# Module 2: Image Search

In this module, we want to make the embedding vector of images. So we need a multi-model model to generate the embedding vector. The [Titan Multimodal Embeddings G1](https://docs.aws.amazon.com/bedrock/latest/userguide/titan-multiemb-models.html) in Amazon Bedrock is a great choice. We will use `Titan Multimodal Embeddings G1` and TiDB Serverless Vector Search to complete this module.

We will use the embedding model to encode the image to a  vector and store them in TiDB Serverless. Then use the same model to encode the text query and search for the most similar images in TiDB Serverless.

## Install dependencies


In [1]:
%pip install -q \
    pytidb==0.0.10.dev1 \
    boto3==1.38.23 \
    litellm \
    ipyplot

In [2]:
import dotenv

dotenv.load_dotenv()

## Download dataset

In [3]:
import os
import requests
import ipyplot

os.makedirs("pet_images", exist_ok=True)

pet_images = [
    "scottish_terrier_166.jpg",
    "scottish_terrier_161.jpg",
    "shiba_inu_15.jpg",
    "shiba_inu_16.jpg",
]

base_url = "https://raw.githubusercontent.com/pingcap/pytidb/main/tests/fixtures/pet_images/"

local_image_paths = []
for img in pet_images:
    url = base_url + img
    local_path = os.path.join("pet_images", img)
    with open(local_path, "wb") as f:
        f.write(requests.get(url).content)
    local_image_paths.append(local_path)

ipyplot.plot_images(local_image_paths, labels=pet_images, max_images=10, img_width=200, force_b64=True)
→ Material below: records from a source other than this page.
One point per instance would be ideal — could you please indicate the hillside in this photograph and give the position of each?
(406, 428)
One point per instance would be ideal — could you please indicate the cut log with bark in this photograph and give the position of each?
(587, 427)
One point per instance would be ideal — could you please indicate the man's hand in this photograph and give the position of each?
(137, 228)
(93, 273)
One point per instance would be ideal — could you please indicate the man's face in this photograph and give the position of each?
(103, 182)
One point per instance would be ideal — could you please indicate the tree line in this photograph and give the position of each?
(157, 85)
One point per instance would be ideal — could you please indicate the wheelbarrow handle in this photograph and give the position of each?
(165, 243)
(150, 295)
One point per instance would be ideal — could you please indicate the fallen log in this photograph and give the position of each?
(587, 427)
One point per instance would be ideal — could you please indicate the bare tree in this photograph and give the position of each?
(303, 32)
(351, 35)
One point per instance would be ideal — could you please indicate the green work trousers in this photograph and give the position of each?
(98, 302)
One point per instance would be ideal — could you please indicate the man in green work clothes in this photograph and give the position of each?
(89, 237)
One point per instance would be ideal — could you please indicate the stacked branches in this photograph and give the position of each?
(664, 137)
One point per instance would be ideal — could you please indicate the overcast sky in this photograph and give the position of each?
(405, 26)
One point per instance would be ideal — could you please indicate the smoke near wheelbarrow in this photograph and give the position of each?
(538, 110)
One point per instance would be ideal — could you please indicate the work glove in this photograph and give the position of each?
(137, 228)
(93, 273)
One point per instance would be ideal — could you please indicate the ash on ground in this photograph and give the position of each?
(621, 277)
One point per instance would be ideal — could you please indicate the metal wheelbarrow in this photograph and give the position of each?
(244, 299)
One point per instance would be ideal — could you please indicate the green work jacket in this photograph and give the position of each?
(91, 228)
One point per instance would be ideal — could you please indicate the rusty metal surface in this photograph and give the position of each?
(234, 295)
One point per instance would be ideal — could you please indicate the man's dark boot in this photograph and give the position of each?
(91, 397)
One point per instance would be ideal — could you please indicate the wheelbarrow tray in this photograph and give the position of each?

## Initial the Database and Table

> **Note:**
>
> - We already set the `SERVERLESS_CLUSTER_HOST`, `SERVERLESS_CLUSTER_PORT`, `SERVERLESS_CLUSTER_USERNAME`, `SERVERLESS_CLUSTER_PASSWORD`, and `SERVERLESS_CLUSTER_DATABASE_NAME` in the environment parameters.
> - We also granted the permission of using Amazon Bedrock for this lab. If you want to use this code snippet out of TiDB Labs platform, please set them beforehand.

## Initial Multi-model Embedding Model

In [4]:
import os

from litellm import completion
from typing import Optional, Any
from pytidb import TiDBClient
from pytidb.schema import TableModel, Field
from pytidb.embeddings import EmbeddingFunction

embedding_model = "bedrock/amazon.titan-embed-image-v1"
llm_model = "bedrock/us.amazon.nova-lite-v1:0"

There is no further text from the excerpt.